Pompeo delivered a brutal dressing down to Obama and his Mideast policy during a powerful address in Cairo on Thursday.
By: Associated Press and United with Israel Staff
U.S. Secretary of State Mike Pompeo delivered a scathing rebuke of the Obama administration’s Mideast policies on Thursday, accusing the former president of “misguided” and “wishful” thinking that diminished America’s role in the region, harmed its longtime friends and emboldened its main foe: Iran.
In contrast, Pompeo vowed that the U.S. now “will use diplomacy and work with our partners to expel every last Iranian boot” from Syria, in an effort “to bring peace and stability to the long-suffering Syrian people,” reported Times of Israel.
In his speech to the American University in Cairo, Pompeo unloaded on Barack Obama, saying he was naive and timid when confronted with challenges posed by the revolts that convulsed the Middle East, including Egypt, beginning in 2011.
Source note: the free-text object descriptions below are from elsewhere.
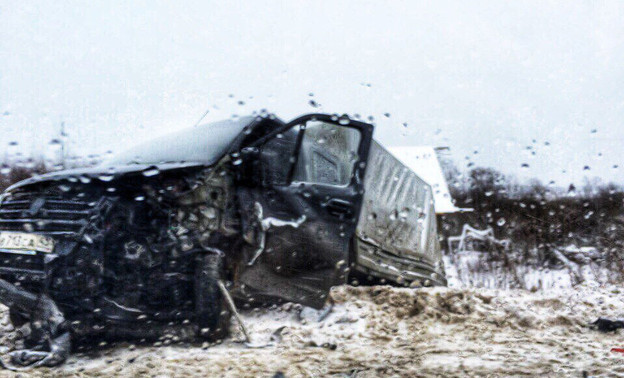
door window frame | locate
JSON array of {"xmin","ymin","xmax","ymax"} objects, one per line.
[{"xmin": 251, "ymin": 114, "xmax": 374, "ymax": 188}]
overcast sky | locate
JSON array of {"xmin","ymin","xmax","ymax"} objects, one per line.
[{"xmin": 1, "ymin": 1, "xmax": 623, "ymax": 186}]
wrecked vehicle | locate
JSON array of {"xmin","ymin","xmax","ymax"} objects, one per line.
[{"xmin": 0, "ymin": 113, "xmax": 445, "ymax": 366}]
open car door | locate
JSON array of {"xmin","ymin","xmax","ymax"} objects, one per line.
[{"xmin": 236, "ymin": 114, "xmax": 373, "ymax": 308}]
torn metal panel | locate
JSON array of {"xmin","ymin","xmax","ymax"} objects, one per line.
[
  {"xmin": 356, "ymin": 141, "xmax": 445, "ymax": 282},
  {"xmin": 248, "ymin": 201, "xmax": 307, "ymax": 266},
  {"xmin": 354, "ymin": 238, "xmax": 446, "ymax": 286},
  {"xmin": 0, "ymin": 278, "xmax": 70, "ymax": 367}
]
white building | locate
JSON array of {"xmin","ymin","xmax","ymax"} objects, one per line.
[{"xmin": 388, "ymin": 146, "xmax": 465, "ymax": 214}]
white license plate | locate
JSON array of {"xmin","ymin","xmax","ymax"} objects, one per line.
[{"xmin": 0, "ymin": 232, "xmax": 55, "ymax": 254}]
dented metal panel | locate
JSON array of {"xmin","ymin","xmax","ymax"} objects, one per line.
[{"xmin": 356, "ymin": 141, "xmax": 445, "ymax": 283}]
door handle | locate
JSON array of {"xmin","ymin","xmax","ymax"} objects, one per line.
[{"xmin": 325, "ymin": 199, "xmax": 354, "ymax": 219}]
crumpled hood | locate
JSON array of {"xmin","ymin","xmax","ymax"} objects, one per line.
[{"xmin": 5, "ymin": 162, "xmax": 206, "ymax": 193}]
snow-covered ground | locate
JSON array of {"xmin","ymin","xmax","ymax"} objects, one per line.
[
  {"xmin": 443, "ymin": 243, "xmax": 621, "ymax": 291},
  {"xmin": 0, "ymin": 283, "xmax": 622, "ymax": 377}
]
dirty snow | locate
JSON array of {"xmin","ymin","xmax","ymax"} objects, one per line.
[{"xmin": 0, "ymin": 283, "xmax": 622, "ymax": 377}]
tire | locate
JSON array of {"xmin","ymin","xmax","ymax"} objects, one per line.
[{"xmin": 195, "ymin": 253, "xmax": 231, "ymax": 341}]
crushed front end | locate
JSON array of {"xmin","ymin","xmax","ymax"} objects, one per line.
[
  {"xmin": 0, "ymin": 185, "xmax": 110, "ymax": 311},
  {"xmin": 0, "ymin": 184, "xmax": 108, "ymax": 367},
  {"xmin": 0, "ymin": 162, "xmax": 241, "ymax": 367}
]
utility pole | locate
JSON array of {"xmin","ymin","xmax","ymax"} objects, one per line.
[{"xmin": 60, "ymin": 121, "xmax": 67, "ymax": 169}]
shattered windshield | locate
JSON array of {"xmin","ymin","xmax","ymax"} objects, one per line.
[{"xmin": 104, "ymin": 117, "xmax": 252, "ymax": 165}]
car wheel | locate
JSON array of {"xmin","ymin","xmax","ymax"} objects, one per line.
[{"xmin": 195, "ymin": 252, "xmax": 230, "ymax": 341}]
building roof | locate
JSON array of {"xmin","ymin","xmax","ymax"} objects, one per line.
[{"xmin": 388, "ymin": 146, "xmax": 463, "ymax": 214}]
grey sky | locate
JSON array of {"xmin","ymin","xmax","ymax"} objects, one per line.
[{"xmin": 1, "ymin": 1, "xmax": 623, "ymax": 186}]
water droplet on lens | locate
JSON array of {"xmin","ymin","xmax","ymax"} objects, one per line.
[
  {"xmin": 99, "ymin": 173, "xmax": 114, "ymax": 182},
  {"xmin": 338, "ymin": 115, "xmax": 350, "ymax": 125},
  {"xmin": 142, "ymin": 166, "xmax": 160, "ymax": 177},
  {"xmin": 399, "ymin": 209, "xmax": 409, "ymax": 219}
]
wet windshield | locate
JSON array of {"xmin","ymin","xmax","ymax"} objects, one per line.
[
  {"xmin": 104, "ymin": 117, "xmax": 253, "ymax": 165},
  {"xmin": 2, "ymin": 2, "xmax": 624, "ymax": 375}
]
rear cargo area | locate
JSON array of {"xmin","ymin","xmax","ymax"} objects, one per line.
[{"xmin": 354, "ymin": 141, "xmax": 445, "ymax": 285}]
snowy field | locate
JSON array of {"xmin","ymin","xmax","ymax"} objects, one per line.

Pompeo laid the blame notably on a vision outlined by Obama in a speech he gave in Cairo in 2009 in which he spoke of “a new beginning” for U.S. relations with countries in the Arab and Muslim world.
“Remember: It was here, here in this very city, another American stood before you,” Pompeo told an invited audience of Egyptian officials, foreign diplomats and students. “He told you that radical Islamist terrorism does not stem from ideology. He told you 9/11 led my country to abandon its ideals, particularly in the Middle East. He told you that the United States and the Muslim world needed ‘a new beginning.’ The results of these misjudgments have been dire.”
Pull No Punches
“In falsely seeing ourselves as a force for what ails the Middle East, we were timid about asserting ourselves when the times — and our partners — demanded it,” Pompeo said, without mentioning the former president by name.
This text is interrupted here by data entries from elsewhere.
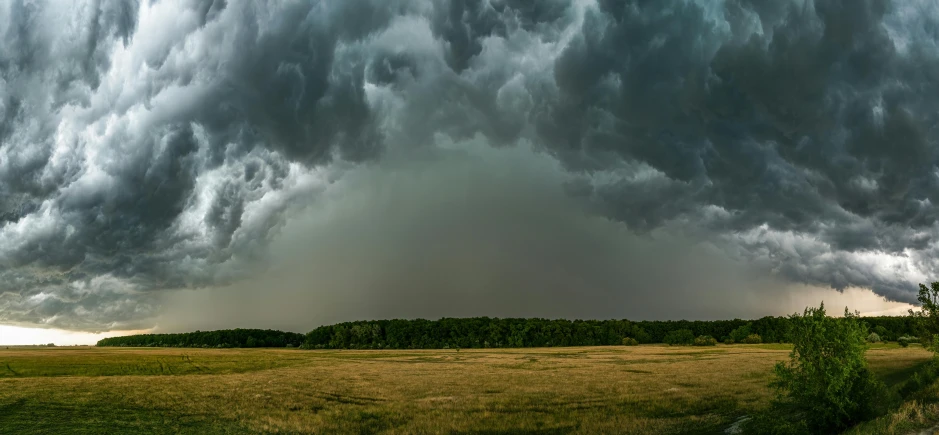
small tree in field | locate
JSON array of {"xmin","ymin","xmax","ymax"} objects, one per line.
[
  {"xmin": 622, "ymin": 337, "xmax": 639, "ymax": 346},
  {"xmin": 771, "ymin": 303, "xmax": 884, "ymax": 432}
]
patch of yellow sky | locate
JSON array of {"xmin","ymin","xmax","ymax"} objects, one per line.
[
  {"xmin": 0, "ymin": 325, "xmax": 152, "ymax": 346},
  {"xmin": 0, "ymin": 286, "xmax": 919, "ymax": 345}
]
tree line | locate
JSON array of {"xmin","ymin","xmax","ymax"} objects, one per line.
[
  {"xmin": 300, "ymin": 315, "xmax": 919, "ymax": 350},
  {"xmin": 96, "ymin": 328, "xmax": 304, "ymax": 348},
  {"xmin": 94, "ymin": 316, "xmax": 919, "ymax": 349}
]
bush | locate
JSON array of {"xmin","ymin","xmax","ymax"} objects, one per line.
[
  {"xmin": 770, "ymin": 303, "xmax": 886, "ymax": 433},
  {"xmin": 873, "ymin": 325, "xmax": 893, "ymax": 342},
  {"xmin": 866, "ymin": 332, "xmax": 881, "ymax": 343},
  {"xmin": 693, "ymin": 335, "xmax": 717, "ymax": 346},
  {"xmin": 622, "ymin": 337, "xmax": 639, "ymax": 346},
  {"xmin": 899, "ymin": 358, "xmax": 939, "ymax": 397},
  {"xmin": 663, "ymin": 329, "xmax": 695, "ymax": 346},
  {"xmin": 723, "ymin": 337, "xmax": 734, "ymax": 345},
  {"xmin": 741, "ymin": 334, "xmax": 762, "ymax": 344},
  {"xmin": 729, "ymin": 324, "xmax": 753, "ymax": 343},
  {"xmin": 898, "ymin": 335, "xmax": 917, "ymax": 347}
]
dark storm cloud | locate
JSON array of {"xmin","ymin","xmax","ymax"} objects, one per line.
[{"xmin": 0, "ymin": 0, "xmax": 937, "ymax": 330}]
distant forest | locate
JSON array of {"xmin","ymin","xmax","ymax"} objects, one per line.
[
  {"xmin": 301, "ymin": 316, "xmax": 918, "ymax": 349},
  {"xmin": 95, "ymin": 329, "xmax": 304, "ymax": 348},
  {"xmin": 96, "ymin": 316, "xmax": 918, "ymax": 349}
]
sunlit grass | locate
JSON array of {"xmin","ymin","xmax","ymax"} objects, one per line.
[{"xmin": 0, "ymin": 344, "xmax": 933, "ymax": 434}]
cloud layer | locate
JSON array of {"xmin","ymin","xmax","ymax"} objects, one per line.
[{"xmin": 0, "ymin": 0, "xmax": 937, "ymax": 330}]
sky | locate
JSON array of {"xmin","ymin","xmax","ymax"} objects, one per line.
[{"xmin": 1, "ymin": 0, "xmax": 938, "ymax": 342}]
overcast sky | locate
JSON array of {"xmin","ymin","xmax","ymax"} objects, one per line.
[{"xmin": 1, "ymin": 0, "xmax": 938, "ymax": 333}]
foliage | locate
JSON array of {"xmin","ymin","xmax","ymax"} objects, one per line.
[
  {"xmin": 693, "ymin": 335, "xmax": 717, "ymax": 346},
  {"xmin": 873, "ymin": 325, "xmax": 893, "ymax": 342},
  {"xmin": 770, "ymin": 303, "xmax": 886, "ymax": 433},
  {"xmin": 728, "ymin": 324, "xmax": 752, "ymax": 343},
  {"xmin": 297, "ymin": 316, "xmax": 917, "ymax": 350},
  {"xmin": 622, "ymin": 337, "xmax": 639, "ymax": 346},
  {"xmin": 866, "ymin": 332, "xmax": 881, "ymax": 343},
  {"xmin": 94, "ymin": 316, "xmax": 921, "ymax": 351},
  {"xmin": 898, "ymin": 336, "xmax": 917, "ymax": 348},
  {"xmin": 663, "ymin": 329, "xmax": 695, "ymax": 346},
  {"xmin": 741, "ymin": 334, "xmax": 762, "ymax": 344},
  {"xmin": 898, "ymin": 357, "xmax": 939, "ymax": 398},
  {"xmin": 910, "ymin": 282, "xmax": 939, "ymax": 351},
  {"xmin": 96, "ymin": 329, "xmax": 304, "ymax": 348}
]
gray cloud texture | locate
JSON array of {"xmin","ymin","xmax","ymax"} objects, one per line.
[{"xmin": 0, "ymin": 0, "xmax": 937, "ymax": 331}]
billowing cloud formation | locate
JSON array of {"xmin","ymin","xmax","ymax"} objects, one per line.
[{"xmin": 0, "ymin": 0, "xmax": 937, "ymax": 331}]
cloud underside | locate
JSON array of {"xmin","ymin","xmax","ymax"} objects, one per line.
[{"xmin": 0, "ymin": 0, "xmax": 937, "ymax": 330}]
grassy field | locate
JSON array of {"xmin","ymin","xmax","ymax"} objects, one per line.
[{"xmin": 0, "ymin": 344, "xmax": 934, "ymax": 434}]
Pompeo’s speech came on the third leg of a nine-nation Mideast tour aimed at reassuring America’s Arab partners that the Trump administration is not walking away from the region amid confusion and concern over plans to withdraw U.S. forces from Syria.
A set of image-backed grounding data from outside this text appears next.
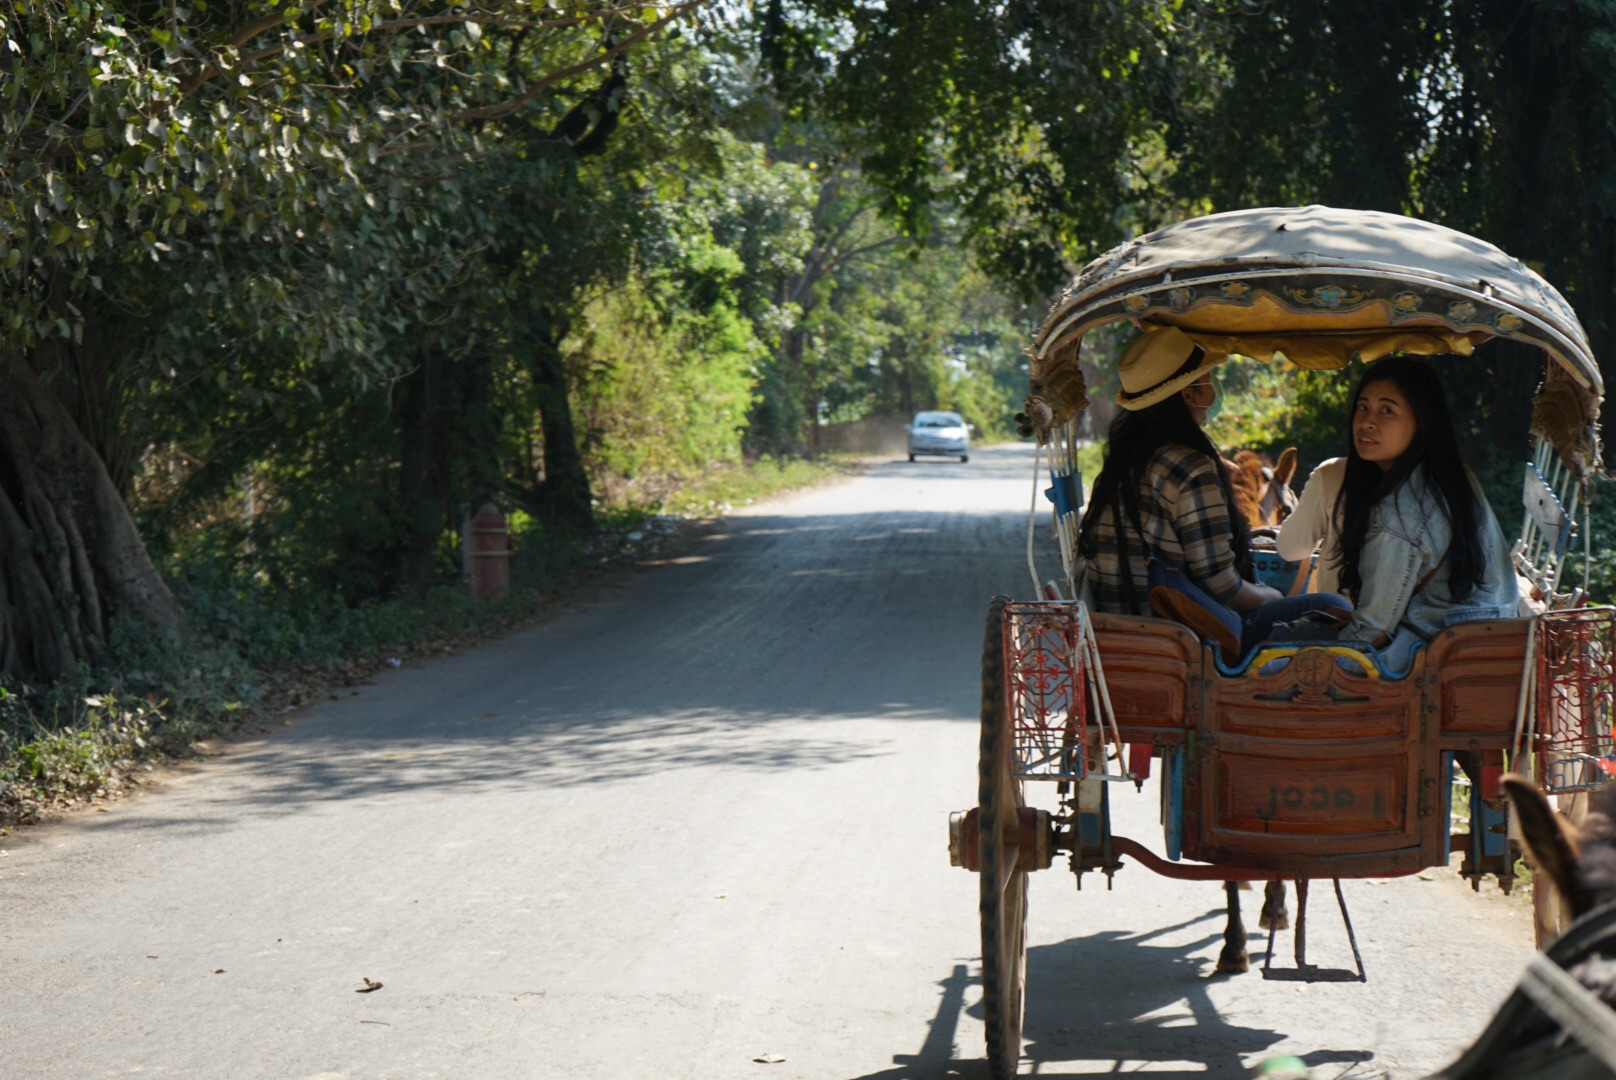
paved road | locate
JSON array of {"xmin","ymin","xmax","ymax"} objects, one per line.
[{"xmin": 1, "ymin": 444, "xmax": 1533, "ymax": 1078}]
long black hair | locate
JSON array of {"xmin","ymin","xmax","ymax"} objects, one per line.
[
  {"xmin": 1332, "ymin": 357, "xmax": 1486, "ymax": 602},
  {"xmin": 1078, "ymin": 391, "xmax": 1250, "ymax": 613}
]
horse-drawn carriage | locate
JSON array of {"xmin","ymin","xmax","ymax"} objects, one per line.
[{"xmin": 946, "ymin": 206, "xmax": 1616, "ymax": 1078}]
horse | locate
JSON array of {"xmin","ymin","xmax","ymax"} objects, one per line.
[
  {"xmin": 1214, "ymin": 445, "xmax": 1301, "ymax": 974},
  {"xmin": 1227, "ymin": 447, "xmax": 1300, "ymax": 528},
  {"xmin": 1217, "ymin": 879, "xmax": 1293, "ymax": 974},
  {"xmin": 1430, "ymin": 776, "xmax": 1616, "ymax": 1077}
]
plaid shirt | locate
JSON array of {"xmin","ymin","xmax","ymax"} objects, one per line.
[{"xmin": 1084, "ymin": 444, "xmax": 1245, "ymax": 615}]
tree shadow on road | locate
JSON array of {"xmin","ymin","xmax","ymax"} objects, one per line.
[{"xmin": 91, "ymin": 501, "xmax": 1053, "ymax": 825}]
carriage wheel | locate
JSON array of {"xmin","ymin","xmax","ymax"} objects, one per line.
[{"xmin": 979, "ymin": 596, "xmax": 1028, "ymax": 1079}]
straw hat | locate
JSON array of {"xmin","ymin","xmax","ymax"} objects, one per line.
[{"xmin": 1114, "ymin": 326, "xmax": 1222, "ymax": 411}]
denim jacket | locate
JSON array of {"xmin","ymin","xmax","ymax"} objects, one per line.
[{"xmin": 1343, "ymin": 465, "xmax": 1517, "ymax": 653}]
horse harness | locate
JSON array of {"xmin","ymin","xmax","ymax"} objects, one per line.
[{"xmin": 1433, "ymin": 900, "xmax": 1616, "ymax": 1078}]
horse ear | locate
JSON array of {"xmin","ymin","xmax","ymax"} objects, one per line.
[
  {"xmin": 1273, "ymin": 447, "xmax": 1298, "ymax": 487},
  {"xmin": 1502, "ymin": 773, "xmax": 1592, "ymax": 918}
]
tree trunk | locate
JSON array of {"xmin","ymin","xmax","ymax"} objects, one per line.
[
  {"xmin": 0, "ymin": 344, "xmax": 183, "ymax": 683},
  {"xmin": 527, "ymin": 313, "xmax": 594, "ymax": 531},
  {"xmin": 396, "ymin": 348, "xmax": 454, "ymax": 596}
]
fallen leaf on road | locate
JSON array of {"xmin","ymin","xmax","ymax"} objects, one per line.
[
  {"xmin": 715, "ymin": 893, "xmax": 728, "ymax": 899},
  {"xmin": 753, "ymin": 1053, "xmax": 785, "ymax": 1064},
  {"xmin": 146, "ymin": 955, "xmax": 158, "ymax": 959},
  {"xmin": 212, "ymin": 969, "xmax": 225, "ymax": 974},
  {"xmin": 357, "ymin": 977, "xmax": 383, "ymax": 993}
]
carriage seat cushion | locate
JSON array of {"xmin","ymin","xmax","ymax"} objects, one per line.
[{"xmin": 1146, "ymin": 562, "xmax": 1242, "ymax": 658}]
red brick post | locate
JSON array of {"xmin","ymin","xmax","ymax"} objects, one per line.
[{"xmin": 467, "ymin": 503, "xmax": 510, "ymax": 603}]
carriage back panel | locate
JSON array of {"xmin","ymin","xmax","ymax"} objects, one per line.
[
  {"xmin": 1184, "ymin": 647, "xmax": 1441, "ymax": 875},
  {"xmin": 1077, "ymin": 613, "xmax": 1527, "ymax": 880}
]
Pompeo blamed the previous administration’s approach to the Mideast for the ills that consume it now, particularly the rise of the Islamic State group in Iraq and Syria and Iran’s increasing assertiveness, which he said was a direct result of sanctions relief, since rescinded by the Trump administration, granted to it under the 2015 nuclear deal.
He said Obama ignored the growth of the Iranian-backed terror group Hezbollah in Lebanon to the detriment of Israel’s security and not doing enough to push back on Iran-supported terrorists in Yemen.
“The good news is this: The age of self-inflicted American shame is over, and so are the policies that produced so much needless suffering,” he said. “Now comes the real ‘new beginning.’ In just 24 months, actually less than two years, the United States under President Trump has reasserted its traditional role as a force for good in this region, because we’ve learned from our mistakes.”
‘A Force for Good’
In the speech entitled “A Force for Good: America’s Reinvigorated Role in the Middle East,” Pompeo extolled the Trump administration’s actions across the region cementing ties with traditional friendly governments, taking on the Islamic State group in Iraq and Syria and imposing tough new sanctions on Iran.
“President Trump has reversed our willful blindness to the danger of the regime and withdrew from the failed nuclear deal, with its false promises,” Pompeo said.
Since withdrawing from the nuclear deal last year, the administration has steadily ratcheted up pressure on Tehran, which is widely viewed as the most destabilizing influence in the region. It has vowed to increase the pressure until Iran halts its “malign activities” throughout the Mideast and elsewhere, including support for terror groups in Yemen, Israel, and Lebanon and its role as Syrian dictator Bashar Assad’s primary protector.
“The nations of the Middle East will never enjoy security, achieve economic stability, or advance the dreams of its peoples if Iran’s revolutionary regime persists on its current course,” Pompeo said.